Most birds of prey do mate for life.
Certain species of birds mate for life, including geese, swans, cranes, and eagles.
It's a true statement, for the most part, but it's only part of the story.
Lots of monogamous bird species cheat, and some “divorce” but at rates much lower than humans.
Most diurnal birds of prey are monogamous.
Some birds keep the same mate for several years, such as ospreys, while others have different mates each year, such as snail kites.
In some groups of Harris' hawks, monogamous breeding pairs are assisted by a number of non breeding helpers, mostly previous offspring.
The bird that stays with it's mate forever is the mute swan.
The mute swan is a species of swan and a member of the waterfowl family Anatidae.
It is native to much of Eurosiberia, and the far north of Africa
The name 'mute' derives from it being less vocal than other swan species.
Measuring 125 to 170 cm (49 to 67 in) in length, this large swan is wholly white in plumage with an orange beak bordered with black.
It is recognizable by its pronounced knob atop the beak, which is larger in males.

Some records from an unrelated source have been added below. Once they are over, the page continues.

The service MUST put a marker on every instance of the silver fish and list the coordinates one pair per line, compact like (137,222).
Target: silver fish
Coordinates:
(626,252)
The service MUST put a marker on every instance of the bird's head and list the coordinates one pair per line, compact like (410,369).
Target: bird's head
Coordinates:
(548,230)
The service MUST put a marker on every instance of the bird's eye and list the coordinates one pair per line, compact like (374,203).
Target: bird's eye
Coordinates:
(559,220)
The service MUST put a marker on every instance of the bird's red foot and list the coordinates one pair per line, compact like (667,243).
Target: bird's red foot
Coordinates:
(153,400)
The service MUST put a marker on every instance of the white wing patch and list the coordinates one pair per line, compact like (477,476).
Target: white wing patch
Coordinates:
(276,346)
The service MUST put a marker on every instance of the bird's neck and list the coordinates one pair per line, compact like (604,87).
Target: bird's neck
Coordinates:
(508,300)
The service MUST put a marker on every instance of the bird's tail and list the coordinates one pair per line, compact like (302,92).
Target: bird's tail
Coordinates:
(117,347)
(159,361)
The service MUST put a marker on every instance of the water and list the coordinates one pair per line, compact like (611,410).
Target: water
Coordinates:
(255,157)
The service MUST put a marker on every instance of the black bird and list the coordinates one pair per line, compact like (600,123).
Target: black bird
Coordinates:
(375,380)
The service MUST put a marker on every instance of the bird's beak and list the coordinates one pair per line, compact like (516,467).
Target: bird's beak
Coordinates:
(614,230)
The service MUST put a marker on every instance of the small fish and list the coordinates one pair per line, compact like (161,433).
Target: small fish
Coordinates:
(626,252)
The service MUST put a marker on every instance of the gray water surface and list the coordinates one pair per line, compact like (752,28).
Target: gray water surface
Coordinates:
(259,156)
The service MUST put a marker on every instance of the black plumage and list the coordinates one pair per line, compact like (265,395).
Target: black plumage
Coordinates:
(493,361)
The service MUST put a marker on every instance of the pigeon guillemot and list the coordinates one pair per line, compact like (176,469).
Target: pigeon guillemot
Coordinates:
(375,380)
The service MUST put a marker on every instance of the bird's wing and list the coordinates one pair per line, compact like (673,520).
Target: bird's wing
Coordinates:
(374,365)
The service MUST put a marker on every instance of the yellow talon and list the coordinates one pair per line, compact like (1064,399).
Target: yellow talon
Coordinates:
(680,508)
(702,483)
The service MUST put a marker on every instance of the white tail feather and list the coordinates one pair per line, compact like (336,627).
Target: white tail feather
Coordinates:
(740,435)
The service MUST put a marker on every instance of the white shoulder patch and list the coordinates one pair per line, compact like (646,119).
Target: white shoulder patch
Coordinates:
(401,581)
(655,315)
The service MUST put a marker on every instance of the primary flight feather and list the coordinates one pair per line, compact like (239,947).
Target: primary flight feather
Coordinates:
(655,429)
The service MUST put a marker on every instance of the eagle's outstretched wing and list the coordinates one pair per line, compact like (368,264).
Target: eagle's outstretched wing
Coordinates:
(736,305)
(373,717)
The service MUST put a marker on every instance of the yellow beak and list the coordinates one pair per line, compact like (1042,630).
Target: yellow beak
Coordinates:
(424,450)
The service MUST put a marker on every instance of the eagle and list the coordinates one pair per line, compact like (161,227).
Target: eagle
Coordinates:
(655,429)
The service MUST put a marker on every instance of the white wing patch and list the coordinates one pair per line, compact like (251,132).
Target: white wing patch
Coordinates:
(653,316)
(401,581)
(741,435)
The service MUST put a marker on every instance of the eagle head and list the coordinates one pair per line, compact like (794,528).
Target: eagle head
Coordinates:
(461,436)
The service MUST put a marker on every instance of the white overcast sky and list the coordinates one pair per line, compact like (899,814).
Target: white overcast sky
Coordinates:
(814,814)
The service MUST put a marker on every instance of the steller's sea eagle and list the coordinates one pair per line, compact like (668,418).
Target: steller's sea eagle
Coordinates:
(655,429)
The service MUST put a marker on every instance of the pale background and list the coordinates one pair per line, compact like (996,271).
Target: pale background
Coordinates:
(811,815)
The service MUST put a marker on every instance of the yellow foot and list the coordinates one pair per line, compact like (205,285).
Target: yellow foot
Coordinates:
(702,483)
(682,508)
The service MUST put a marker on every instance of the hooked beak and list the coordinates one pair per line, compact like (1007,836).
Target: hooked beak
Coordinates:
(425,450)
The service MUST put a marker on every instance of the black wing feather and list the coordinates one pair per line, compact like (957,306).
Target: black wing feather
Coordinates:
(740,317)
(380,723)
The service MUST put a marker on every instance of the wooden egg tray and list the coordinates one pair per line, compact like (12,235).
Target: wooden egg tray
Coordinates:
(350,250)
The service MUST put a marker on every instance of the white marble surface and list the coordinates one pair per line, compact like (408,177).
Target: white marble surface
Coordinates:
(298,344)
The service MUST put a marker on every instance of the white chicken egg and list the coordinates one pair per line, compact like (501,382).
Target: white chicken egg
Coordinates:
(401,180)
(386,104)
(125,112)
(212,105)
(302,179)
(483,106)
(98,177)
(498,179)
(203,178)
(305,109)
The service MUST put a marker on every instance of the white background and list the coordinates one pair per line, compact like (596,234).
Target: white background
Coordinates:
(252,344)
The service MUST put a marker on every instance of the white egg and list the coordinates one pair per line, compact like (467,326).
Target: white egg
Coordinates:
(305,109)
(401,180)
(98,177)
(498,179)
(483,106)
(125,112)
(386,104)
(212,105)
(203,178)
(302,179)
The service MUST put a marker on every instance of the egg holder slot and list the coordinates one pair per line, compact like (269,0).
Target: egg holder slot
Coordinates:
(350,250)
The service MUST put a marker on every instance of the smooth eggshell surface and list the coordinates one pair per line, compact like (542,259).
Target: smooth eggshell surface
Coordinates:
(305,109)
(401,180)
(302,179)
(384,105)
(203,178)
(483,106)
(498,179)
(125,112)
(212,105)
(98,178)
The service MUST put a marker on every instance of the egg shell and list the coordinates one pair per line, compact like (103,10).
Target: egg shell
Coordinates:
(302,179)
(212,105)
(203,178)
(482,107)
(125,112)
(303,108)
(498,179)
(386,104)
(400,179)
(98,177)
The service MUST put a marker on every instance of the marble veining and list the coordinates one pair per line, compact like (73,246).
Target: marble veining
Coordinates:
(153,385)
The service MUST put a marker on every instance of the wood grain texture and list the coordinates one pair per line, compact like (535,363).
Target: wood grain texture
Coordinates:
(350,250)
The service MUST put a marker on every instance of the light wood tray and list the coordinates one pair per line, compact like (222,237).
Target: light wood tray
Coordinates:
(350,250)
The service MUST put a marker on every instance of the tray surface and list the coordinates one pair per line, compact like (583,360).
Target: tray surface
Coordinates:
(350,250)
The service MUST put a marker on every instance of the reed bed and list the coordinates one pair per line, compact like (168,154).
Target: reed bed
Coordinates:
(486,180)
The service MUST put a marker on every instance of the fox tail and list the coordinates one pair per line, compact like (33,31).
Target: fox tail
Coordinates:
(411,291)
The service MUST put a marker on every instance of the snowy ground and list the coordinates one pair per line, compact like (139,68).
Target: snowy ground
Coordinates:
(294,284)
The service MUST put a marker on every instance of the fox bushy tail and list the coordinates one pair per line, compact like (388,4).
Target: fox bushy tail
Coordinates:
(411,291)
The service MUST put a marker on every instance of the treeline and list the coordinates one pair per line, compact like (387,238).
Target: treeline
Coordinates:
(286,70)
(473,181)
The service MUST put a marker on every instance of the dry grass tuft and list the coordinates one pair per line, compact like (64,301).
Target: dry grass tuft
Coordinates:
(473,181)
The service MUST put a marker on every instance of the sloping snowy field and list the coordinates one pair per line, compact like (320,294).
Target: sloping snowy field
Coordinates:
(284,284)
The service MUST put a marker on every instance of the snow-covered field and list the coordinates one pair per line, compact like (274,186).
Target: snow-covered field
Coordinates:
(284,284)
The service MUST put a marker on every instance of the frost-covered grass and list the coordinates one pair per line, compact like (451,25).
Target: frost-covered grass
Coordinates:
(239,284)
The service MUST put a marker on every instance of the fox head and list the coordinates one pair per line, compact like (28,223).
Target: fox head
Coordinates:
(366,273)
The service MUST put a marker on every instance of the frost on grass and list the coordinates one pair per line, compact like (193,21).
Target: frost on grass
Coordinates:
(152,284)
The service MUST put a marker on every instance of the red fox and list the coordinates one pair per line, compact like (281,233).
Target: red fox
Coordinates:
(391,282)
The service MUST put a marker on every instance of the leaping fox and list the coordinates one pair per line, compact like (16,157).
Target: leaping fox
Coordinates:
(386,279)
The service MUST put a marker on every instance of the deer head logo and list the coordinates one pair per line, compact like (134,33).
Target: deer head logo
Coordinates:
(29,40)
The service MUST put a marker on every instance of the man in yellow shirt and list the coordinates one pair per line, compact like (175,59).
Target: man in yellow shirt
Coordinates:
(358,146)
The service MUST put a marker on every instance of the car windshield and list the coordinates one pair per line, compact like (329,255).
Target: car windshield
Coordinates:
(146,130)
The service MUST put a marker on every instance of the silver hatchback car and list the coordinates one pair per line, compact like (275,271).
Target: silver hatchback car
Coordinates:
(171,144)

Mute Swan pairs reportedly stay together for life.
However, divorce does occur in less than 3 percent of mates that breed successfully and 9 percent that don't.
They re-mate when a partner dies; how quickly this happens depends on the survivor's gender.
Most birds are far from monogamous.
Most birds do not mate for life, and most of those that do aren't quite as faithful as we'd like to think.
Over 92 percent of all bird species form a pair bond and stay together for at least part of the nesting cycle.
Monogamy isn't limited to creatures on land.
According to the U.S. Fish & Wildlife Service, the seahorse is just one of many sea creatures that mate for life.
And fun fact: In these monogamous couples, it's the male that gives birth to the offspring.
About 90 percent of bird species are monogamous, which means a male and a female form a pair bond.
But monogamy isn't the same as mating for life.
A pair bond may last for just one nesting, such as with house wrens; one breeding season, common with most songbird species; several seasons, or life.